Until they kill the other sites by increased costs and reduced visitors.
Is this why so many sites make me identify bicycles?
So many sites now insist I prove I am human by forcing me to do tasks that make me feel like I am a robot.
This comment has been flagged by the community. Click here to show it.
Medical Coding Courses in Coimbatore
It occurs to me that these regurgitation engines are doing two things:
– Increasing the costs on the organisations that are producing original content
– Reducing the traffic and income for those same organisations
The end result of that is that the creators disappear. Leaving nobody to feed the regurgitation engines.
I haven’t heard anyone talk about what happens next, but I doubt I’ll like it.
This comment has been flagged by the community. Click here to show it.

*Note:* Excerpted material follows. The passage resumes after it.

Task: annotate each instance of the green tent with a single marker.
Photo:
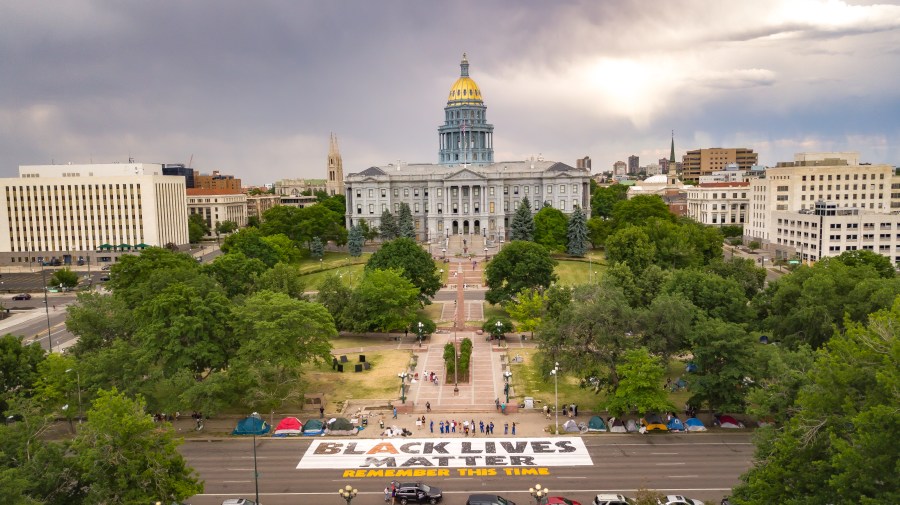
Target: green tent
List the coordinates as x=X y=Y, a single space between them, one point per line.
x=596 y=424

Medical Coding Courses in Coimbatore
Given how the average techbro leans on the political spectrum and how Wikipedia has long been a target of the guillotinable class in general as it cannot be bought or gamed that easily, this bombardment is likely by design. If you can’t have PR people win edit wars, if you can’t write laws to remove articles on history that is inconvenient for the white nationalists in power, making the site unusuable through brute force exploitation and draining resources is the next best thing.
https://iimskills.com/medical-coding-courses-in-coimbatore/
This also explains about this link tax thing when charging to crawl
What well-known search engine crawls the web? That’s right Google, along with some other big tech companies on the web. The EU, Austrilia (News Media Bargaining Code), and Canada (Online News Act) were desperate of asking for money. Ads pay less, not many users subscribing, and that the fact that search engine’s not necessarily doing the news sites a favor (such as being stuck between indexing and AI trained, or not appearing on the google search indexing at all.